Golfers who have played here recently are supplying invaluable word-of-mouth advertising about the expanded course, but the favorable reviews don't spread as quickly as city officials wish they would, Blankinship said.

"It takes time for people to learn about the course," he said.

Blankinship said he expects the expansion to 18 holes will pay increasing dividends to the city over the next several years.

Baker City also is competing with another new 18-hole course, Buffalo Peak in Union.

That course attracts some of the travelers on Interstate 84 who might otherwise have played in Baker City – or, in better economic times, played both courses, Blankinship said.

"You need that draw off the freeway," he said.

Even the weather was uncooperative this year.

Winter's late departure cost the course a couple of weeks of play in March, Blankinship said.

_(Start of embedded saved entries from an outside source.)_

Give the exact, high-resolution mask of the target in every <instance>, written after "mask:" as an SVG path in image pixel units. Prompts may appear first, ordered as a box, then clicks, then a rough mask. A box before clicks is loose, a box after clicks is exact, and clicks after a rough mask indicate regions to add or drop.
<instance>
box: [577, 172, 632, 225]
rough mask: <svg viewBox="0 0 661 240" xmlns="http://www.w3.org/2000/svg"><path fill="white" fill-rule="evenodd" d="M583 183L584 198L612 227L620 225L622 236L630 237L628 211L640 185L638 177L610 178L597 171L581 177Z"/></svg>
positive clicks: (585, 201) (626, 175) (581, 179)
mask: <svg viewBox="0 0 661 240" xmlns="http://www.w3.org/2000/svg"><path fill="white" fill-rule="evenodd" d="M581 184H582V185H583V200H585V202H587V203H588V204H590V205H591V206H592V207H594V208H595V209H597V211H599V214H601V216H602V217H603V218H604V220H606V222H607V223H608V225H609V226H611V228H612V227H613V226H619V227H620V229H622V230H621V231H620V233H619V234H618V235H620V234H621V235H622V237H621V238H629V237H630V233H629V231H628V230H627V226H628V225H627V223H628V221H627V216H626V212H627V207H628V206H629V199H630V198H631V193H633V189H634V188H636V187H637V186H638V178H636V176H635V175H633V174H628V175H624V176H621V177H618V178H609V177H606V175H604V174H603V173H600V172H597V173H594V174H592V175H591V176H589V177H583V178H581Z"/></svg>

Daily greens fees totaled a meager $58 for the month.

Cool, windy weather also discouraged golfers for much of the rest of the spring.

"It's not a disaster, but it's money, and money you don't make up," Blankinship said.

However, more favorable weather the remainder of this fiscal year could help the course slice into that estimated $54,000 deficit, Harryman said.

That number assumes revenue next spring will be the same as this year, she said.

But an early and warm spring likely would boost revenues over the projections, and thus shrink the actual deficit.

The golf board also is striving to sell more annual memberships, which generate more money than daily greens fees — about $90,000 per year compared with $81,000, City Manager Gordon Zimmerman said.

"We need to increase the number of memberships and the number of golfers who come in off the freeway," he said. "We're looking at the whole range of possibilities."

Among those ranges is a driving range, an amenity the course lacks.

Zimmerman said a driving range would generate revenue on its own, and could lead to beginning golfers eventually buying memberships.

Tonight's meeting will not be the first at which the golf course budget has figured prominently on the City Council's agenda.

Although councilors agreed to the $52,000 general fund loan this spring, they did not do so without criticizing the volunteer golf board.

Councilors were especially incensed by overspending on a new storage building.

Construction costs totaled about $54,000 — $39,000 more than the city budgeted for the building.

Golf Board Chairman Jim Grove told the council he intended to use volunteer labor to complete the building, but that far fewer people helped than he expected.

Mayor Nancy Shark called the cost overruns "unacceptable." She and other councilors also were angry because the golf board failed to solicit competitive bids for any materials or labor for the building, as Oregon law requires for publicly funded projects.

Since then the council, as well as city voters, have taken steps to tighten control of the golf course's budget.

In May, voters approved revisions to the city charter, among them one giving Zimmerman authority to sign work orders for the course.

Prior to the change, the golf board chairman approved those bills.

None of the city's other board and commissions has any financial authority — the chairman of the airport commission, for example, does not sign work orders for that facility.

And then in June the council voted to remove Zimmerman as a member of the seven-person golf board.

Zimmerman requested the change. He said he does not believe that as the financial manager for the course he should be a voting member of the golf board.